Munkhbat B, Hagihara M, Sato T, Tsuchida F, Sato K, Shimazaki J, Tsubota K, Tsuji K
Department of Transplantation Immunology, Tokai University, School of Medicine, Isehara, Kanagawa, Japan.
Transplantation. 1997 Apr 15;63(7):1011-6. doi: 10.1097/00007890-199704150-00018.
We analyzed the effect of matching for HLA class II alleles on corneal graft outcome in a single-center, retrospective study from January 1991 through April 1996. The study involved 81 transplant recipients at high and low risk of corneal graft rejection, who were typed by the polymerase chain reaction-restriction fragment length polymorphism method and who completed at least 1-year of follow-up. The DRB1, DQB1, and DPB1 alleles were analyzed together and transplant recipients were subdivided into groups with matching (one to four alleles matched in the high risk or one to five alleles matched in the low risk) and without matching (no allele matched) for HLA class II. A significantly higher rate of 1-year rejection-free graft survival was revealed in high-risk transplant recipients with matching, compared with those without matching (P=0.0238). We have shown that matching for at least one HLA class II allele was actually beneficial in high-risk transplants. An analysis of matching for each allele separately, detected that only HLA-DPB1 matching was significantly associated with a higher rate of 1-year rejection-free graft survival in high-risk transplant recipients with matching (one or two alleles matched) compared with those without matching (no allele matched) (P=0.0139). In particular, matching for one DPB1 allele was significantly beneficial compared with no matching (P=0.0140). There was no significant effect of HLA-DRB1 and -DQB1 matching (P=0.3177 and P=0.2878, respectively). Furthermore, a strong association between DPB1 matching and 1-year rejection-free graft survival was observed in DRB1-incompatible high-risk transplant recipients (P=0.0308). Nevertheless, no significant effect of DPB1 matching was detected in DQB1-incompatible transplant recipients. Our findings indicate that HLA class II DNA typing is clinically relevant for corneal transplant recipients and that especially HLA-DPB1 matching has a beneficial effect in high-risk corneal transplantation.
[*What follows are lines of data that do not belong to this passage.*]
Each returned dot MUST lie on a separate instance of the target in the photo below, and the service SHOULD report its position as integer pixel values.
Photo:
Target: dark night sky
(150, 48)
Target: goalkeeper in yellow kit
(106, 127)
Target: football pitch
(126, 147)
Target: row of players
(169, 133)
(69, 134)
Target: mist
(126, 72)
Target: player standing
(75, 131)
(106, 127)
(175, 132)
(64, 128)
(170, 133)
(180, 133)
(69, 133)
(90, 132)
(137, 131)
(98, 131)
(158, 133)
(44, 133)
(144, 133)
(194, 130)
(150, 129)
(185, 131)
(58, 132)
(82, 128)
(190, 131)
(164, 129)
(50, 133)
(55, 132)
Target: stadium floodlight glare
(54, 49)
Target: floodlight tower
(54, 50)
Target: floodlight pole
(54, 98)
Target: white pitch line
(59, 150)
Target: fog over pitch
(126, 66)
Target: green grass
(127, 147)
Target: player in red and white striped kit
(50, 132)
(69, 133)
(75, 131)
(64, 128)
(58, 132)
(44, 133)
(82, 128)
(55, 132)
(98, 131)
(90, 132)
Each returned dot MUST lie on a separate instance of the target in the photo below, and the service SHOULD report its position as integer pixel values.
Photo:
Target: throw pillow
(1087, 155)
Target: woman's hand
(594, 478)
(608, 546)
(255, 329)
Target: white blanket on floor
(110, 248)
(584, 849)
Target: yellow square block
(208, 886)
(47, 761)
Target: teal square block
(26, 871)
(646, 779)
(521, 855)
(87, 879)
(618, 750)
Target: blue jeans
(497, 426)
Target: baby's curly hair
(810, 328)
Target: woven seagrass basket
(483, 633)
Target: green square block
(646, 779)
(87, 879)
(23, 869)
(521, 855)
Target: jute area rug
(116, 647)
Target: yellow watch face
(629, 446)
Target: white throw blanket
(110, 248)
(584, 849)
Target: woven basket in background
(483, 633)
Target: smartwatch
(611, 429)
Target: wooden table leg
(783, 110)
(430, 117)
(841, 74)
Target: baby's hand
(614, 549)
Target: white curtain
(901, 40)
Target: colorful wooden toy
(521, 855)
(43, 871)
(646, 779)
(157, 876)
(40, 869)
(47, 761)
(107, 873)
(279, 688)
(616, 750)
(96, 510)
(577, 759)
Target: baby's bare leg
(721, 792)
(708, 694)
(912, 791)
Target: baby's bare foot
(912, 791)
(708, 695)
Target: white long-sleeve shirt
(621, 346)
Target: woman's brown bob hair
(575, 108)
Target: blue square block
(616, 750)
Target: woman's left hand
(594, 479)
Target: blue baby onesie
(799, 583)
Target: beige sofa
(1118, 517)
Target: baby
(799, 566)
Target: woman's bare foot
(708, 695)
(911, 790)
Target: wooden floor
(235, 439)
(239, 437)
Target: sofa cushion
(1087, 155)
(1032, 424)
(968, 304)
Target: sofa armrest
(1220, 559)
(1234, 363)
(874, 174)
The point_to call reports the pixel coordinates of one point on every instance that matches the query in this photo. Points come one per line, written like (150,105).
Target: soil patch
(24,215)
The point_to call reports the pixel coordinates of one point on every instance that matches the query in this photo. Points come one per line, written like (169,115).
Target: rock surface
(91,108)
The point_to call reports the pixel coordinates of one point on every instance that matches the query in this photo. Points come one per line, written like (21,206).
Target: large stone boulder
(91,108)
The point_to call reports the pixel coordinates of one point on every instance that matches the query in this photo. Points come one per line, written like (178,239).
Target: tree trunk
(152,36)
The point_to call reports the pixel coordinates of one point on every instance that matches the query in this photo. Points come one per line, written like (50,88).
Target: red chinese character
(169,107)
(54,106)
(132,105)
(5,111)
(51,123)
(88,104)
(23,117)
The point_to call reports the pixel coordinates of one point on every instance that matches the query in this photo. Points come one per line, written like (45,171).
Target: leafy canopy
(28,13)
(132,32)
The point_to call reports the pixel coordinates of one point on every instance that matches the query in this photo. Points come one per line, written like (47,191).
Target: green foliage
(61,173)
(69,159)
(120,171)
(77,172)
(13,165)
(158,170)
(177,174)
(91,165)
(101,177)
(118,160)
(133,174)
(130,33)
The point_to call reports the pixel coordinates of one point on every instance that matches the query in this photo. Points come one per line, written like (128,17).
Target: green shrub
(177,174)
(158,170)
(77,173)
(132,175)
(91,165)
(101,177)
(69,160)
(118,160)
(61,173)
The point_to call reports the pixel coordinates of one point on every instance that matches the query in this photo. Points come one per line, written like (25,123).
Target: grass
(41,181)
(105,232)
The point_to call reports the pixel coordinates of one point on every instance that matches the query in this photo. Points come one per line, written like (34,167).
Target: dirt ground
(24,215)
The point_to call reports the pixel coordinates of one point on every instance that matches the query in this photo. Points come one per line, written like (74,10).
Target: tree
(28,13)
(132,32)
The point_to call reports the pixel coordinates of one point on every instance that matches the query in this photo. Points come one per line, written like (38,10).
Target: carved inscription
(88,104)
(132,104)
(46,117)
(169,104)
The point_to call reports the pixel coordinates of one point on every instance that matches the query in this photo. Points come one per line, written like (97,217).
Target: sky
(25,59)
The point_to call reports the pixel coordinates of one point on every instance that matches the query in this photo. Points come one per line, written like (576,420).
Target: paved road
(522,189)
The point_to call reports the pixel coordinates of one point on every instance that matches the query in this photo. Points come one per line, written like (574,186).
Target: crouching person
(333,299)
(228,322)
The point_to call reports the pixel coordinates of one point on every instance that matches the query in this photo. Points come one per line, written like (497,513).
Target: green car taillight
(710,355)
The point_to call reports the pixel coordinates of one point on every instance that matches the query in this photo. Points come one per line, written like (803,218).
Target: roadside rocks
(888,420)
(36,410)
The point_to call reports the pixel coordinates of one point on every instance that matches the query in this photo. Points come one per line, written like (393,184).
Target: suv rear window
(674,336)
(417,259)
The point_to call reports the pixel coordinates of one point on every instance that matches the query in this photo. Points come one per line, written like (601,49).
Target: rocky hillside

在一项单中心回顾性研究中,我们分析了1991年1月至1996年4月期间人类白细胞抗原(HLA)Ⅱ类等位基因配型对角膜移植结果的影响。该研究纳入了81名角膜移植排斥反应高风险和低风险的受者,这些受者采用聚合酶链反应-限制性片段长度多态性方法进行分型,且均完成了至少1年的随访。对DRB1、DQB1和DPB1等位基因进行联合分析,并将移植受者分为HLAⅡ类基因配型组(高风险组中1至4个等位基因匹配,低风险组中1至5个等位基因匹配)和非配型组(无等位基因匹配)。结果显示,高风险移植受者中,配型组的1年无排斥反应移植存活率显著高于非配型组(P = 0.0238)。我们已经表明,至少一个HLAⅡ类等位基因配型在高风险移植中确实有益。单独对每个等位基因配型进行分析发现,在高风险移植受者(1或2个等位基因匹配)中,只有HLA - DPB1配型与1年无排斥反应移植存活率显著相关,相比非配型组(无等位基因匹配)(P = 0.0139)。特别是,一个DPB1等位基因配型与非配型相比有显著益处(P = 0.0140)。HLA - DRB1和 - DQB1配型无显著影响(分别为P = 0.3177和P = 0.2878)。此外,在DRB1不匹配的高风险移植受者中,观察到DPB1配型与1年无排斥反应移植存活率之间有很强的相关性(P = 0.0308)。然而,在DQB1不匹配的移植受者中未检测到DPB1配型的显著影响。我们的研究结果表明,HLAⅡ类基因DNA分型对角膜移植受者具有临床相关性,特别是HLA - DPB1配型在高风险角膜移植中具有有益作用。